Je reviens au son de la cloche des morts. On enterre la vieille bonne de
mon fils. Hier soir, un de nos domestiques a failli se tuer; il a la
figure toute maculée. Il semble que tout soit comme entraîné à prendre
fin en même temps. On n'entend parler que d'accidents effroyables, de
maladies foudroyantes. On dirait que la raison de vivre n'existe plus et
que tout se brise comme de soi-même. D'aucun point de l'horizon, le
salut ne veut apparaître; quelles ténèbres!--Paris va donc braver plus
que jamais les horreurs du siége, et l'espoir de le délivrer s'éloigne!
Cette fois il a tort, ou il est indignement abusé.
Jeudi 10.
Notre impuissance semble s'accuser de plus en plus. Nous avons pourtant
une armée sur la Loire, mais que fait-elle? est-ce bien une armée?--Il
neige déjà! la terre est toute blanche, des arbres encore bien feuillus
font des taches noires de place en place. La campagne est laide
aujourd'hui, sans effet, sans moelleux, sans distances. La terre devient
cruelle à l'homme.
Ah! voici enfin un fait: Orléans est repris par nous; l'ennemi en fuite,
poursuivi jusqu'à Artenay. La garde mobile s'est bien battue, la ville
s'est défendue bravement. Pourvu que tout cela soit vrai! Si nous
pouvons lutter, l'honneur commande de lutter encore; mais je ne crois
pas, moi, que nous puissions lutter pour autre chose. Nous sommes trop
désorganisés, il y aura un moment où tout manquera à la fois. Ceux qui
sont sur le théâtre ne savent donc pas que les dessous sont sapés et ne
tiennent à rien?

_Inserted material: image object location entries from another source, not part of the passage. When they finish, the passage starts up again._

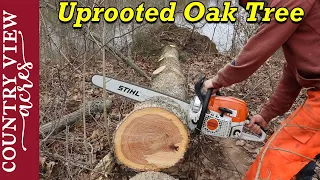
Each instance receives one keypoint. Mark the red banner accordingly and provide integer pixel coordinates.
(19, 90)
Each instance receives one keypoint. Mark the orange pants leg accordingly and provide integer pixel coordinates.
(290, 148)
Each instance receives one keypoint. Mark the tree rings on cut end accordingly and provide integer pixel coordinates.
(150, 139)
(159, 70)
(150, 175)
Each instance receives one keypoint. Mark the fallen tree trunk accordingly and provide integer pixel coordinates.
(91, 108)
(154, 135)
(152, 175)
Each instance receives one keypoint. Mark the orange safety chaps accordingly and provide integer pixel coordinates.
(289, 148)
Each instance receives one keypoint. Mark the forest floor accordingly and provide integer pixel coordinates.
(64, 156)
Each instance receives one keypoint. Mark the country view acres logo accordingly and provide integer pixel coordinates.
(16, 86)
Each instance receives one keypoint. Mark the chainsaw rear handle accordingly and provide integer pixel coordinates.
(204, 110)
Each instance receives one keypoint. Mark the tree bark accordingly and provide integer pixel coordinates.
(152, 175)
(154, 135)
(56, 126)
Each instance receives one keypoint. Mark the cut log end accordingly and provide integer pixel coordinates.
(152, 176)
(151, 139)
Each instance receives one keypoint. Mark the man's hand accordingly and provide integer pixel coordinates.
(257, 119)
(211, 83)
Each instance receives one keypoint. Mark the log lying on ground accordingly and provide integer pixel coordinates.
(154, 135)
(91, 108)
(152, 176)
(103, 168)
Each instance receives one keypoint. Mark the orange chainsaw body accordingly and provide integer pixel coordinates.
(238, 106)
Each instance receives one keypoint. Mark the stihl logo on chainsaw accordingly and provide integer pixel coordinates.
(128, 90)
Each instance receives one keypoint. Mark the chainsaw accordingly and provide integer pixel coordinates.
(214, 115)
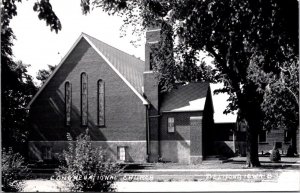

On se soupçonne, on s'accuse, on se hait en silence. La
vie ne circule pas dans les artères. Nous avons encore de la fierté,
nous n'avons plus de sang.
12.
La victoire se confirme, et, comme toujours, elle s'exagère. Le général
d'Aurelle de Paladines, singulier nom, est au pinacle aujourd'hui.
C'est, dit-on, un _homme de fer_. Pauvre général! s'il ne fait pas
l'impossible, il sera vite déchu. Qu'ils sont malheureux, ces hommes de
guerre! Était-il bien prudent de _proclamer_ la trahison de Bazaine? Si
elle est réelle, ne valait-il pas mieux la cacher ou nous laisser dans
le doute?
Dimanche 13 novembre.
Nous voici tous revenus définitivement au bercail. Définitivement!...
c'est un joli mot par le temps qui court. Mes petites sont ivres de joie
de retrouver leurs chambres, leurs jouets, leur chien, leur jardin. A
cet âge, un jour de joie, c'est toujours! Leur gaieté nous donne un
instant de bonheur, nous n'en avons plus d'autre.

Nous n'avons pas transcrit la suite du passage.